Ein plötzlicher Ruck ging durch den dünnen Körper des 8-Jährigen und er setzte sich in Bewegung. Er lief so schnell wie ihn seine nackten Füße über den von der Sonne glühenden Boden tragen konnten. Die Zeit um ihn herum schien in diesem Augenblick vollends stillzustehen; es gab nur noch ihn und das brennende Haus. Sein Kopf war leer und seine Ohren erfüllt vom Rauschen seines eigenen, schnell pulsierenden Blutes. Er bemerkte nicht einmal, dass er laut schrie. Nach seiner Mutter, nach Kadar. Oh, hoffentlich waren sie nicht in der Hütte! Hoffentlich waren sie fort! Die Fremden hätten das Haus doch nie angezündet, wären Menschen darin gewesen. Das hätten sie doch nicht??

Mama!!“ der panische Malik stolperte und stürzte auf seinem holprigen Weg zu dem Haus mit den schwarzen, krachenden und knisternden Holzbalken. Er schlug sich ein Knie und die Ellbogen auf, jammerte, doch zögerte nicht damit sich wieder hektisch aufzurappeln und weiter zu rennen.

„Mama! Kadar!“ rief er in das fauchende Feuer hinein, als er dann praktisch direkt davor stand. Schützend hob er einen seiner Arme vor sein Gesicht und hustete, als ihm der stechende Rauch in die Lungen kroch. Sie fingen an zu schmerzen, brannten und er hustete und hustete. Wie im Wahn hielt er taumelig auf die offenstehende Türe der Hütte zu. Die hohen Flammen teilten sich dort um ein Stück weit und ohne nachzudenken setzte der schwer schluckende Malik dazu an durch diese schmale, feuerfreie Stelle hindurch zu springen. Er musste Mutter retten! Sie und Kadar! Wenn sie wirklich in dem Gebäude waren und nicht raus kamen, würden sie verbrennen! Das durfte nicht passieren! Sie durften ihn nicht alleine lassen!
 

Schwer kam Malik auf dem dreckigen, rußigen Boden innerhalb des ächzenden Hauses auf. Umzingelt von dem Feuer und schwarzem, beißendem Rauch blickte er ziellos umher, drückte sich den fleckigen Ärmel fest vor Mund und Nase und blinzelte angestrengt. Er konnte kaum etwas erkennen. „Mama!!“ schrie er heiser und der Stoff vor seinen Lippen dämpfte seine ängstlich zitternde Stimme.
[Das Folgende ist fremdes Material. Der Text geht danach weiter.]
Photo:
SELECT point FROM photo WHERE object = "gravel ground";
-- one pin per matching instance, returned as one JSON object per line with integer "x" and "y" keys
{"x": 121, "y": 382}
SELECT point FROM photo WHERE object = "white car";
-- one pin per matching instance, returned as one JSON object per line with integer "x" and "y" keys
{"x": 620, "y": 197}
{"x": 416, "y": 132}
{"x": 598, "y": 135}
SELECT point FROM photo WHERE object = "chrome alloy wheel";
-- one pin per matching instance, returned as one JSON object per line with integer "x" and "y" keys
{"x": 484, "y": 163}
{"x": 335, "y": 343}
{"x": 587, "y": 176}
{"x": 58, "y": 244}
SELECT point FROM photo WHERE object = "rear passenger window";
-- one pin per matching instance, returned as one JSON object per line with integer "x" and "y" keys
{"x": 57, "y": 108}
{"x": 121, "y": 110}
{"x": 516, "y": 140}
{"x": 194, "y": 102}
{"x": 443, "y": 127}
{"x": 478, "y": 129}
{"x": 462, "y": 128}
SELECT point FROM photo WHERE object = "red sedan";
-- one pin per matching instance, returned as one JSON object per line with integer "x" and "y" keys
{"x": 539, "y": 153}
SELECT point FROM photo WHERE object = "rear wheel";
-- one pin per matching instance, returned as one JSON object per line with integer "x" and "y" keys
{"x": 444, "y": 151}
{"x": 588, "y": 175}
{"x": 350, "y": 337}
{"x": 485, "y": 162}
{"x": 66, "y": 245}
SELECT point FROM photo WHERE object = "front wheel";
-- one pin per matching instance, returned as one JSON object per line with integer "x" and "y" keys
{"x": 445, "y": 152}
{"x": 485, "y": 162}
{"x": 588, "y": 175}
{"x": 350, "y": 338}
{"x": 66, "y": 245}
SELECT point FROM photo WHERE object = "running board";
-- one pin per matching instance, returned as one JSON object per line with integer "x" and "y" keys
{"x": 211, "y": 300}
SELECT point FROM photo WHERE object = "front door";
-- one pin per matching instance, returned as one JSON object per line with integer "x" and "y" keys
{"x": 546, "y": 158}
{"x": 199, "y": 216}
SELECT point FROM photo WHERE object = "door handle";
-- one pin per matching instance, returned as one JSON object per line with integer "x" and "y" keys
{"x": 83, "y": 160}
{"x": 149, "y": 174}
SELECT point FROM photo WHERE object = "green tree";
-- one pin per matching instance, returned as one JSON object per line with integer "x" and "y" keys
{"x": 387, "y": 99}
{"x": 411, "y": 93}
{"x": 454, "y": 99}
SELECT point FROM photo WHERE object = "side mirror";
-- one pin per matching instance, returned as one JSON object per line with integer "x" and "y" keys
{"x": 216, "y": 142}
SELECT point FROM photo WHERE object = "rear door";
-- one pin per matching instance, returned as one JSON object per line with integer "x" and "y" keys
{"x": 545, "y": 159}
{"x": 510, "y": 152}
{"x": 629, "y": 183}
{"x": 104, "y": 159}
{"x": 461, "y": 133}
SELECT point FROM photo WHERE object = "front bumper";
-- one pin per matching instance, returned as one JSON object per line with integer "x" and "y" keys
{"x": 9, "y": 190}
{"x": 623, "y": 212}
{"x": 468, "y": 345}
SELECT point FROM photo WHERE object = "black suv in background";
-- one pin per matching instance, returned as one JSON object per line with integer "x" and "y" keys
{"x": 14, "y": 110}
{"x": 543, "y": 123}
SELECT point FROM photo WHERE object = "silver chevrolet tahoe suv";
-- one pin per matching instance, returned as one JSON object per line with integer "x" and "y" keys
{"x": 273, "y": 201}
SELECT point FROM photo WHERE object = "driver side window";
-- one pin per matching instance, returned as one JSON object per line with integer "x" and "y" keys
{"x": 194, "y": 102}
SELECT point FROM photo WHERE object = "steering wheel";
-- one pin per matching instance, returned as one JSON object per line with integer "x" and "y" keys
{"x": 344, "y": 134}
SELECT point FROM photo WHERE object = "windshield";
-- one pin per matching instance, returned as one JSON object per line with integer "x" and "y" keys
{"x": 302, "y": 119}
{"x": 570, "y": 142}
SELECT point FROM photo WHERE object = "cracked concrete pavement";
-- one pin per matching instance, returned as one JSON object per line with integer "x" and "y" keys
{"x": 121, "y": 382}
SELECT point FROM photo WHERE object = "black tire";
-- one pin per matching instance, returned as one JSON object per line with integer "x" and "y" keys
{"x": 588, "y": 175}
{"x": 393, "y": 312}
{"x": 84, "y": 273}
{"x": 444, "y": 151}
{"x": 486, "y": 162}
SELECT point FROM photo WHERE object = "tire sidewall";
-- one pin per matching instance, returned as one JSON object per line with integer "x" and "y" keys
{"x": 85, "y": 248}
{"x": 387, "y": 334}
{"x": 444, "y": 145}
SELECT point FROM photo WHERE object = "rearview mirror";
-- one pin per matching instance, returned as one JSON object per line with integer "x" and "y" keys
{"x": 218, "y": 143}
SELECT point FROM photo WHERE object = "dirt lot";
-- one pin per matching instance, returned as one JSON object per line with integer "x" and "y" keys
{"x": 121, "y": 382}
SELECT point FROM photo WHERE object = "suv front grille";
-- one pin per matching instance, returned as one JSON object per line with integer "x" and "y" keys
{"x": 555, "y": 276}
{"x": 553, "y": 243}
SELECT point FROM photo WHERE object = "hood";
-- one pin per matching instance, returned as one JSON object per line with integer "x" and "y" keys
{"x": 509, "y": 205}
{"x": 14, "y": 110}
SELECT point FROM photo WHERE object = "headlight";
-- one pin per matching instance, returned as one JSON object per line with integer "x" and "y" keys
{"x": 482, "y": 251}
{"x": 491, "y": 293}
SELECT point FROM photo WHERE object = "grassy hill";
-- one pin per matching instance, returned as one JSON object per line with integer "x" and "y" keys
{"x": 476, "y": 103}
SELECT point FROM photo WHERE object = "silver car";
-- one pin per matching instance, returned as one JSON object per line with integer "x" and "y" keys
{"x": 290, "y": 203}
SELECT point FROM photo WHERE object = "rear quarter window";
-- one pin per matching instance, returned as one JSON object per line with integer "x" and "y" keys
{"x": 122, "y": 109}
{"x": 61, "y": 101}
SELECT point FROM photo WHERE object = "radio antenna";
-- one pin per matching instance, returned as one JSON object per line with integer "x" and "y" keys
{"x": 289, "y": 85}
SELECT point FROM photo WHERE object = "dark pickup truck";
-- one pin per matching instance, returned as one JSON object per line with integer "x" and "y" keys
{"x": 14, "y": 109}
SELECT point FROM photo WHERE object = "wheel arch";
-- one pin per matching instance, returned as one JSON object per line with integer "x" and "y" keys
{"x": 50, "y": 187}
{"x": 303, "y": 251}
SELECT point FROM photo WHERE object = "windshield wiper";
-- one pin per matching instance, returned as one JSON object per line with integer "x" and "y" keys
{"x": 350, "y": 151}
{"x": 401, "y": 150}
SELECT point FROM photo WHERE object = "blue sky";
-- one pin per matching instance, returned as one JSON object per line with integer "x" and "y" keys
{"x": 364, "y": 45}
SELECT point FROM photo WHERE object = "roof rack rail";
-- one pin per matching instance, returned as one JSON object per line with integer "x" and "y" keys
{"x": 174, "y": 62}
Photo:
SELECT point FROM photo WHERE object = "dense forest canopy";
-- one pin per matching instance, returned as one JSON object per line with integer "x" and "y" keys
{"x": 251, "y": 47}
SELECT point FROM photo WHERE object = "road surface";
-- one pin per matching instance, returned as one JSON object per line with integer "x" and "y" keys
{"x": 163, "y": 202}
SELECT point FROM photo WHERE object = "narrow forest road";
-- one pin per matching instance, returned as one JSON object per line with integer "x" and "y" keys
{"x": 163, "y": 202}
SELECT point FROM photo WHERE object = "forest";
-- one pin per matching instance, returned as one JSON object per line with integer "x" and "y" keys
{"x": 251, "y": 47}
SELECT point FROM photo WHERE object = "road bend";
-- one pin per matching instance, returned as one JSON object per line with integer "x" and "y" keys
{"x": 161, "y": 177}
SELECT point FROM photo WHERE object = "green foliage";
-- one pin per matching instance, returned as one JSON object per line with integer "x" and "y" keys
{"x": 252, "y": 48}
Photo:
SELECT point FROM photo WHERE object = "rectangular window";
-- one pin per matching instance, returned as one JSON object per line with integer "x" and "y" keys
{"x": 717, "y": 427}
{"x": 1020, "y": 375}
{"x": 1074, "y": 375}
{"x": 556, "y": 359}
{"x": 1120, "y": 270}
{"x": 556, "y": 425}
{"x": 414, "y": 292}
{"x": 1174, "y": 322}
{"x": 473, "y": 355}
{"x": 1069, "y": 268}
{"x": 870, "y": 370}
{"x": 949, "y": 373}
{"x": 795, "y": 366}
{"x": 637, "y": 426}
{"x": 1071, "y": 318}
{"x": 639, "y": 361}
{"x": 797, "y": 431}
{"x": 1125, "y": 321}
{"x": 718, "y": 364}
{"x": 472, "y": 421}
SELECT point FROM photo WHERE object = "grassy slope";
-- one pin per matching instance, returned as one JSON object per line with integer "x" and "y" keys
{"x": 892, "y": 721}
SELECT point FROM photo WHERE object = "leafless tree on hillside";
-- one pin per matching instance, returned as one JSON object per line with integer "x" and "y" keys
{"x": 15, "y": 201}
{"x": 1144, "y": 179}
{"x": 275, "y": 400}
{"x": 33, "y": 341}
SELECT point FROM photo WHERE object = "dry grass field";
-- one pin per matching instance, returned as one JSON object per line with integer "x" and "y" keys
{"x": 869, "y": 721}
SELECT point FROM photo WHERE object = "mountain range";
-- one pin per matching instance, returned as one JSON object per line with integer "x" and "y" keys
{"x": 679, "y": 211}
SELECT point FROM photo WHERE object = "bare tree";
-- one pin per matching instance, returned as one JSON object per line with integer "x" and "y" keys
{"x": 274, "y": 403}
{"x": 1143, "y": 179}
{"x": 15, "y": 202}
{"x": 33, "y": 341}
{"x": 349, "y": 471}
Und dann eine Antwort. Endlich eine Antwort: „Malik!“. Der hohe Ton des jüngeren Burschen in einer der Ecken der Hütte ließen den Angesprochenen zusammenfahren.

Ein erneuter, erschrockener Schrei entkam dem aufgehetzten Malik als ein brennender Dachbalken neben ihm zu Boden krachte: der Grund bebte unter der wuchtigen Last des massiven Holzträgers nahezu. Der 8-Jährige wankte zur Seite und hustete trocken, schnappte nach Luft, doch atmete nur wieder stechend heißen Rauch ein. Ihm wurde schummrig.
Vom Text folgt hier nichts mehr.